Household dwelling assets reached a record high of $10,598.1 billion, while household financial assets increased to a record high of $7,978.4 billion.
Per capita household net wealth also increased to a record high of $617,643.1 in Q4 2024.

The per capita value of dwelling assets was $386,144, whereas financial assets were valued at $291,023 per capita.
The following chart, provided by Alex Joiner from IFM Investors, shows that household wealth due to home ownership increased by more than 62% since 2019.

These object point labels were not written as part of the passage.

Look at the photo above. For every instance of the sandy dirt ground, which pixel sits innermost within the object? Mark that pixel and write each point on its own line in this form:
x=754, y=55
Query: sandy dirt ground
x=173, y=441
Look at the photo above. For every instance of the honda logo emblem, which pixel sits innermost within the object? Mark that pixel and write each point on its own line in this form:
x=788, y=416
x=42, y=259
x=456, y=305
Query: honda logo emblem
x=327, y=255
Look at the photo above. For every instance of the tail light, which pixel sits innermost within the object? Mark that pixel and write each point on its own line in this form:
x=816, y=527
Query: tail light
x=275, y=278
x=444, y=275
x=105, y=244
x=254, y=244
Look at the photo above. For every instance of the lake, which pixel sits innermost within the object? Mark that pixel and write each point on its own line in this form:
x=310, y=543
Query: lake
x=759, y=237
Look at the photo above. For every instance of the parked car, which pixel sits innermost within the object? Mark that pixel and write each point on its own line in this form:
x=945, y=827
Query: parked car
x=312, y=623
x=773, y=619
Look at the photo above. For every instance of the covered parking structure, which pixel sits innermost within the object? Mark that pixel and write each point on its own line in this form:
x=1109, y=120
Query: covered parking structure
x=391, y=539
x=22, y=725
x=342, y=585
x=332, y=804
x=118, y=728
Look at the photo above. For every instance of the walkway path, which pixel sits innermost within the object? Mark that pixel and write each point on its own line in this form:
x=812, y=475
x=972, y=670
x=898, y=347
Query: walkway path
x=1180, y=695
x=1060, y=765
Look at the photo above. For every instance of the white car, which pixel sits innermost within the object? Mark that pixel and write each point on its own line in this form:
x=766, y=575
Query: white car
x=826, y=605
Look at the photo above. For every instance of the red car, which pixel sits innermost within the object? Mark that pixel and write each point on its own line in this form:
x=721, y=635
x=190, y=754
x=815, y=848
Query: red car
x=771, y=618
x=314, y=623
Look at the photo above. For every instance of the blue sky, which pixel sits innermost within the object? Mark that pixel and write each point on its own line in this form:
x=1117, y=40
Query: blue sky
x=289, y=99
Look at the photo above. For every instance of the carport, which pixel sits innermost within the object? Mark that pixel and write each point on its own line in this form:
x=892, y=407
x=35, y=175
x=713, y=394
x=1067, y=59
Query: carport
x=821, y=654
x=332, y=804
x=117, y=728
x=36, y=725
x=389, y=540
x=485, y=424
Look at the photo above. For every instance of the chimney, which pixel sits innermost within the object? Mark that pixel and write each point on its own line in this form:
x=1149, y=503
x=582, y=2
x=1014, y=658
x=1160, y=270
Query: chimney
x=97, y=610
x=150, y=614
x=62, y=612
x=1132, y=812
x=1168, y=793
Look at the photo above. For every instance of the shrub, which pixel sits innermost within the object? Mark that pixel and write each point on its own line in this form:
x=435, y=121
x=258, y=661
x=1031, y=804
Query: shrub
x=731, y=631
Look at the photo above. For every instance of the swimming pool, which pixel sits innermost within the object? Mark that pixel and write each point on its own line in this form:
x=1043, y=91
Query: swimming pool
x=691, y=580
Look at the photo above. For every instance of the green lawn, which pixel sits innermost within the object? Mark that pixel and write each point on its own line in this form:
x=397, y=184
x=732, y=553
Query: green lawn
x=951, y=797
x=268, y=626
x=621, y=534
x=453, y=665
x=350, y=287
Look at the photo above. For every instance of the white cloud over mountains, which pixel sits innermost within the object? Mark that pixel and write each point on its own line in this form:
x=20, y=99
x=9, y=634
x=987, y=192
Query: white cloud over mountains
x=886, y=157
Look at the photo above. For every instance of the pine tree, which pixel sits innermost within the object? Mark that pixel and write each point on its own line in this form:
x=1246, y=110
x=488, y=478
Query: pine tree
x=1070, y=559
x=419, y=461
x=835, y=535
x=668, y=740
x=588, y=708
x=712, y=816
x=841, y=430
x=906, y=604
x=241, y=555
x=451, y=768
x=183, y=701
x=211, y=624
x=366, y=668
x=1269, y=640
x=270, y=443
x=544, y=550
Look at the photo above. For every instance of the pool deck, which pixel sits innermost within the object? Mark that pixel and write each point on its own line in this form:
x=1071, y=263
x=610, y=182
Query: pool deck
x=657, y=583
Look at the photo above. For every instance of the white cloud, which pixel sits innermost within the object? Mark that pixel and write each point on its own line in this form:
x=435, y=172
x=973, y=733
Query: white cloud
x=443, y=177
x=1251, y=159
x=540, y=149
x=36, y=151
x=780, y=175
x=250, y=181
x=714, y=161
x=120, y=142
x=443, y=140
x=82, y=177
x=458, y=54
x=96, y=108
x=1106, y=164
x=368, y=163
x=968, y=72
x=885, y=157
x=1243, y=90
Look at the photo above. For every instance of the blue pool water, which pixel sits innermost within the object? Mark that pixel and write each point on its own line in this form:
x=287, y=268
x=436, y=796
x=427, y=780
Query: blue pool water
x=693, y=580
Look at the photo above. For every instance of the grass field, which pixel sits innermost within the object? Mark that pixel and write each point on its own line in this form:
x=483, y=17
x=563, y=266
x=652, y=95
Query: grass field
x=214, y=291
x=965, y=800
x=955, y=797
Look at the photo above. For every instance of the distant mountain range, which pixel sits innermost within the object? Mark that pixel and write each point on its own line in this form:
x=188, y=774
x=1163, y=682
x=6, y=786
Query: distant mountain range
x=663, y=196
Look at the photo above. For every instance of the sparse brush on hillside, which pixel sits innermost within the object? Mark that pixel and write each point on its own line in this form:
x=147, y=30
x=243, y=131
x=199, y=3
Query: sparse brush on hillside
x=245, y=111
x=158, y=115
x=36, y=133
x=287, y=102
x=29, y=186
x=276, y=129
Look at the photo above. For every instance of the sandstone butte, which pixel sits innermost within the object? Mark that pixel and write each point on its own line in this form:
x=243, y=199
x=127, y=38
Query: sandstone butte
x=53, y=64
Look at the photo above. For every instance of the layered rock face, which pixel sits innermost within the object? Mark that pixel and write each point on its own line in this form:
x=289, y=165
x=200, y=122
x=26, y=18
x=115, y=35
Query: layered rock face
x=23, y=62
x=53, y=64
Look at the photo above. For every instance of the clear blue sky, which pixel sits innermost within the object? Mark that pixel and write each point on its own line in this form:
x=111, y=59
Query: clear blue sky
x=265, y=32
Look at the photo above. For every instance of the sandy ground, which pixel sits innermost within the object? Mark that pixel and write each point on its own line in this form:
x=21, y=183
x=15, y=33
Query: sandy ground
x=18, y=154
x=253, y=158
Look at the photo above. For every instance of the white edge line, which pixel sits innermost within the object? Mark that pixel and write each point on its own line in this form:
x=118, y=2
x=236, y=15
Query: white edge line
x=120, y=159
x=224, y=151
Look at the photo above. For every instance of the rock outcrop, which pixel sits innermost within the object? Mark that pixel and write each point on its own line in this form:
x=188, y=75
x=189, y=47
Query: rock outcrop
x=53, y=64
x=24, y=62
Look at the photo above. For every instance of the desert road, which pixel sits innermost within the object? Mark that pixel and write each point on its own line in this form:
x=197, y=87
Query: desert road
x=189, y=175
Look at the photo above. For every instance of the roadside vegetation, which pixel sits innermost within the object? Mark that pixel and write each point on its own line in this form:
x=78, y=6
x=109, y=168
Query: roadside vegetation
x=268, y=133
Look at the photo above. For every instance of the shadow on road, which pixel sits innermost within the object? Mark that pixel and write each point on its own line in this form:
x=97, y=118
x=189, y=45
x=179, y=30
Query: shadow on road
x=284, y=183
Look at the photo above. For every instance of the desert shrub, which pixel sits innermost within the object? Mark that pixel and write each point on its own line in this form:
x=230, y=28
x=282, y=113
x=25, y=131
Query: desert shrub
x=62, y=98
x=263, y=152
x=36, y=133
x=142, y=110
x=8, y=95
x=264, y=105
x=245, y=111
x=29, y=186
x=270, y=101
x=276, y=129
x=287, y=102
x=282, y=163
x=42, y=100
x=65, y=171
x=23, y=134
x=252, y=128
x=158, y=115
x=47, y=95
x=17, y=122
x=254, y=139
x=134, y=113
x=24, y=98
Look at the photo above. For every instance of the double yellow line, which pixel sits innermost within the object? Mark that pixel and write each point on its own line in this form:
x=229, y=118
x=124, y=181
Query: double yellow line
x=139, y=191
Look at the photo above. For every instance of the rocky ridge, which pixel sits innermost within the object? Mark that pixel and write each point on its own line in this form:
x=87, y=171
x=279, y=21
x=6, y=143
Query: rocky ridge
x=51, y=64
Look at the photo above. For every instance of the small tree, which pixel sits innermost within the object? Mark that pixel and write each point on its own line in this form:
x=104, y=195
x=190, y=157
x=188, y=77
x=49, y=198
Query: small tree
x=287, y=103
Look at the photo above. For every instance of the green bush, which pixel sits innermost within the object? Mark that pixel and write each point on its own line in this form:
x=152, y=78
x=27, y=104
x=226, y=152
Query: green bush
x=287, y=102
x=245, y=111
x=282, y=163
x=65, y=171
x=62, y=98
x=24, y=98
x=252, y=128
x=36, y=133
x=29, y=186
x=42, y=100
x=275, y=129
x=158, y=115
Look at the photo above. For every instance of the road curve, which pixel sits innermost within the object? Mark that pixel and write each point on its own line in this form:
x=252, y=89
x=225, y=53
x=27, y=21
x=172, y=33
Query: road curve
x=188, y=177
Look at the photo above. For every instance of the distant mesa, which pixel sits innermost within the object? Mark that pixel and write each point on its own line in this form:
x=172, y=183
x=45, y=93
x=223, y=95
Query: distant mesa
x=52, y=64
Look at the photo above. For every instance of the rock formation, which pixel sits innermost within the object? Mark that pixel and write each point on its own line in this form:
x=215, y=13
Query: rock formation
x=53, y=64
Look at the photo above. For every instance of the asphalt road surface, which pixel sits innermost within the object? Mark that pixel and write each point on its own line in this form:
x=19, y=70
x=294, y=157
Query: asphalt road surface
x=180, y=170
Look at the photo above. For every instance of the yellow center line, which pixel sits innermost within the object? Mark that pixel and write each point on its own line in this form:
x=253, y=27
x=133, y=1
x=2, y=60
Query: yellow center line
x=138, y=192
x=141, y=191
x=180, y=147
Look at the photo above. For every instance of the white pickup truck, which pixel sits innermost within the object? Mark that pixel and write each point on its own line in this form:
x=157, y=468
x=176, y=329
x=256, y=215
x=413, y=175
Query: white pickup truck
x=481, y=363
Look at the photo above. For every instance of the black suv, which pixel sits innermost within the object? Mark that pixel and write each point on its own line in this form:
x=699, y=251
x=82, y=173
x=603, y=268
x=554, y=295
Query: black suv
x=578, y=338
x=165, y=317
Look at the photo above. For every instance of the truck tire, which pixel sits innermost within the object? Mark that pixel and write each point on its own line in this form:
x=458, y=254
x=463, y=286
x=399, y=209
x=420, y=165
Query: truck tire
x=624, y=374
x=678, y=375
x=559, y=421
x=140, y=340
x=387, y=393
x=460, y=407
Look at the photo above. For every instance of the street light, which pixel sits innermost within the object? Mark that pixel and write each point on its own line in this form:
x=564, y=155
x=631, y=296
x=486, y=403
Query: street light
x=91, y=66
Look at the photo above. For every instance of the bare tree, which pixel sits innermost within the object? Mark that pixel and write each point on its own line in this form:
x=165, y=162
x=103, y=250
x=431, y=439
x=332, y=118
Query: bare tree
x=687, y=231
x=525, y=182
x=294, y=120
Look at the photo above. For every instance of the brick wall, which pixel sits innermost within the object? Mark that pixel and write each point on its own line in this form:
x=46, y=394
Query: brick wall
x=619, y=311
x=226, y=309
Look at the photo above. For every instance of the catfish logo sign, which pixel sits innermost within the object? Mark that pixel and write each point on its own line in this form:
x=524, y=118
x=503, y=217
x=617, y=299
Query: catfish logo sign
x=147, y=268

Despite being among the wealthiest households in the world, Australians are struggling financially.
According to Finder Financial Group’s most recent Wealth Building Report, the majority of the country’s wealth is “untouchable” since it is invested in property and super funds.
Finder estimated that superannuation and real estate accounted for nearly three-quarters of household net wealth.
“A lot of Aussies have a huge amount of their wealth tied up in illiquid assets”, said Graham Cooke, Finder head of research.
“Australian fortunes are primarily tied to property and superannuation, making them cash-poor despite their massive net worth”, the report stated.
“Many of these millionaires have landed in this once-elusive club simply because the value of their homes has grown”.
I firmly believe that most of Australia’s household wealth is a mirage and does not benefit society.
Given that housing affordability is at an all-time low and our younger generations are unable to buy a home without parental financial assistance, how can Australian households be considered the world’s second wealthiest?

Australians would be wealthier if the average home were valued at $490,000 instead of $980,000, and household debt were 90% of income rather than 180%.
Australia would be a considerably more egalitarian society, and we would be financially better off if our homes cost half as much as they do now, with half the debt.
Australia’s high property prices are negatively impacting our children, grandchildren, and future generations by forcing them to pay significantly more for shelter than is necessary, making them worse off.
A home, whether it costs $500,000 or $2 million, serves the same function.
Higher housing “wealth” is thus meaningless to the vast majority of people who live in their homes rather than own investment property.
Australian households would be significantly better off if we had never experienced the 25-year property boom and did not rank second in the world’s wealth rankings.
The economy would also be more balanced and productive if it channeled capital into businesses rather than inflating home values.

Australia’s $11 trillion housing stock represents a gross misallocation of capital.